Why do your programs fail? There are several valid reasons: the program is being used in a way that you didn’t intend, there are faults in your development or production environment, or your client could have omitted key features in their requirements specification. Or, you could’ve made a mistake.
Whether it is a simple typo or a crudely designed algorithm, it is a problem that you have to solve. Between simply trusting your code will work, and mathematically proving that your code will work, you could test it. A test suite will diagnose these problems, allowing you to immediately fix them. Of course, testing is commonplace in the software industry among both hobbyists and professionals. Writing a successful test suite, however, is not trivial.
Usually, unit testing is the main topic when discussing software testing. Unit testing is simply testing each atomic ‘unit’ of your program, usually each method if you’re using an object-oriented programming language. Within unit testing, there are two major schools of thought that dictate the design of test suites: black-box testing, and glass box testing.
Black Box Testing
Black box testing derives all of the test cases from the specification of the program. It tests on what the program should do, without knowledge of the code structure of the program. Function specifications or signatures would dictate the tests. Test-driven development is a common example of black-box testing, where the tests are written before the actual program is. In this case, it is impossible to know the code structure of the program.
At a basic level, follow the following steps to write a competent black-box test suite:
Partition Input and Output values into Equivalence Classes
You will need to consider the expected input and output values, and sort them into equivalence classes. Equivalence classes are groups of input and output values that exhibit the same behaviour. For example, 1+1 and 100+100 produce different answers but exhibit the same behaviour: addition. Therefore, there is no need to write different tests for these cases. The same should go for each of your equivalence classes.
The next step is to write two sets of tests for each equivalence class: a set of typical tests and a set of boundary tests.
Typical tests cover what you would expect, ‘typical’ cases depending on the unit, and it’s possible to input and output values. You should aim to test each possibility for the unit, including your error handling. Test everything that you think that a typical user would do or make use of. There should be equivalence classes for all of these, including typical errors that may occur.

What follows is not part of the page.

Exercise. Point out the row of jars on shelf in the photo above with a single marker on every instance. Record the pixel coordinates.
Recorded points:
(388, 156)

Boundary tests test the extreme limits of your equivalence class, ensuring the unit can handle it. Overlooking boundary tests is a common mistake. What happens to your unit when it is tested with the minimum or maximum input values? Make sure to test on things like extremely large inputs, or input values of 0.
Glass Box Testing
Also known as white box testing, glass box test suites are written with the structure of the program in mind. The programmer that is writing the tests has intimate knowledge of the code that they are testing and writes the tests to accommodate this. This is often performed if a test suite is needed for an existing program that doesn’t have one.
In order to write a glass box testing suite, there is only one step: consider the structure of the code, and aim to test every segment of it. However, depending on the project or testing requirements, you may want to choose your tests based on one or more of the following strategies:
- Statement Coverage – execute every statement (line of code)
- Branch Coverage – each branch condition must be true and false at least once
- Path Coverage – execute all control-flow paths through the code
There are more strategies than these (though there is a lot of overlap), but these should show the basic methodology of glass box testing.
Test suites do have limitations, which make the old-fashioned mathematical methods irreplaceable. Limitations in test suites are often related to how exhaustive they need to be, in order to avoid every possible issue that may arise. For a large project, it is infeasible to write an exhaustive test suite, as they will tend towards diminishing returns. It is just easier and cheaper to find and solve fringe errors when they occur, rather than testing for them.
Of course, both forms of testing will be essential to any critical, non-trivial project. In most cases, it will be beneficial to write multiple test suites, in order to most comprehensively test a program. A thorough test suite may improve your confidence that your code will work, but can never prove the absence of errors. Of course, for extremely critical projects, mathematically proving the code will always be necessary.